Così era finita con Chris. Brad, il padre di Antony, dai racconti di Sarah, non
doveva essere troppo male, nel senso che almeno era presente e non le alzava le
mani. Lei non voleva comunque starci, non le piaceva troppo, anzi, lei all’inizio
era innamorata del suo amico, ma poi le cose sono andate così. Era rimasta in
cinta per sbaglio. Mi ha detto che per quanto ama suo figlio Antony, se tornasse
indietro probabilmente oggi farebbe scelte diverse. Si guardava allo specchio e
si vedeva brutta e vecchia. Non guadagnava molto ma ogni tanto si sottoponeva a
iniezioni di botox sugli zigomi e agli angoli della bocca.
In
certi momenti la convivenza con lei è stata dura, ma le ho voluto molto bene.
Mi ha trattato con i guanti e pagavo la mia stanza una miseria. Lei non voleva
vivere da sola.
L’ultimo
episodio che voglio ricordare di Sydney riguarda Simona e quando ha preso un
volo per venirmi a trovare. Oltre ad amarla profondamente, insieme ci
divertiamo sempre da morire. La prima sera lei aveva fatto couchsurfing da un
tipo che alla fine ci ha provato. L’avevo conosciuto anche io. Ci eravamo dati
appuntamento al Sydney Opera House, in un posto con ristoranti e bar per
aperitivi sul porto con gruppi musicali che si esibiscono. La sera dopo, stesso
posto, ma solo io e Simona. Lei mentre aspettava che arrivassi da Cronulla
aveva conosciuto due ragazzi. Mentre cammino tra i tavoli per cercarla, un
ragazzo con due bellissimi occhi blu mi chiama per nome.
Simona
era andata in bagno e infatti la vedo arrivare poco dopo. Lui si chiama Pier,
francese. Dice che nella vita lui è ricco e che non ha bisogno di lavorare.

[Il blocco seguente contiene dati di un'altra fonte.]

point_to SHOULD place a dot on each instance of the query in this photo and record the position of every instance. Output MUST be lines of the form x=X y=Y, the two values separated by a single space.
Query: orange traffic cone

Alan, il suo amico, è archeologo ed è originario di Sydney. Pier era
catapultato a Sydney per amore. Aveva conosciuto una ragazza australiana in
Francia e l’aveva seguita, poi le cose erano andate male. Diceva di fare lo
scrittore. Di cazzate ne aveva dette parecchie ma era molto brillante e
piacevole. Aveva 26 anni e di sicuro uno stuolo di ammiratrici appresso. Dopo
un po’ che parliamo le coppie si formano, Alan con Simona, io con Pier. Finiamo
la seconda bottiglia di vino.
Andiamo
insieme in locali chiccosi in cui non avrei mai lontanamente pensato di poter
mettere piede. Loro certo erano molto benestanti e ci avevano offerto praticamente
tutto. Era un sogno. Al posto della zucca avrei gradito una doccia e degli
abiti più eleganti. Invece avevo appena staccato dal lavoro ed ero con la mia
inseparabile giacca a vento presa alla Decathlon.
A
fine serata andiamo a casa di Pier. Poco dopo Alan e Simona si spellano dai
baci. Io e Pier siamo sul divano. Dopo un po’ mi fa segno di sedermi accanto a
lui. Restiamo così abbracciati finché non viene un freddo cane e ci spostiamo
in camera da letto per ficcarci sotto le coperte. Simona era con Alan a casa sua. Mi sarebbe venuta a
prendere con il taxi alle cinque del mattino per tornare a Cronulla e dunque
ripartire per Adelaide. Con Pier ci salutiamo velocemente, si sistema la camicia
nei pantaloni, un abbraccio e nice to meet you.
Io e
Pier non ci siamo più visti né sentiti. So che ultimamente aveva trovato lavoro
a Budapest ma che non gli piace affatto. L’ho saputo da Simona che invece con
Alan ha fatto sul serio per un po’. Sembrava la storia della vita. Simona ha
passato l’estate in barca a vela, lavorando come cuoca in attesa di notizie dal
Phd. Ci siamo incontrate ieri, qui a Pesaro, sta una favola.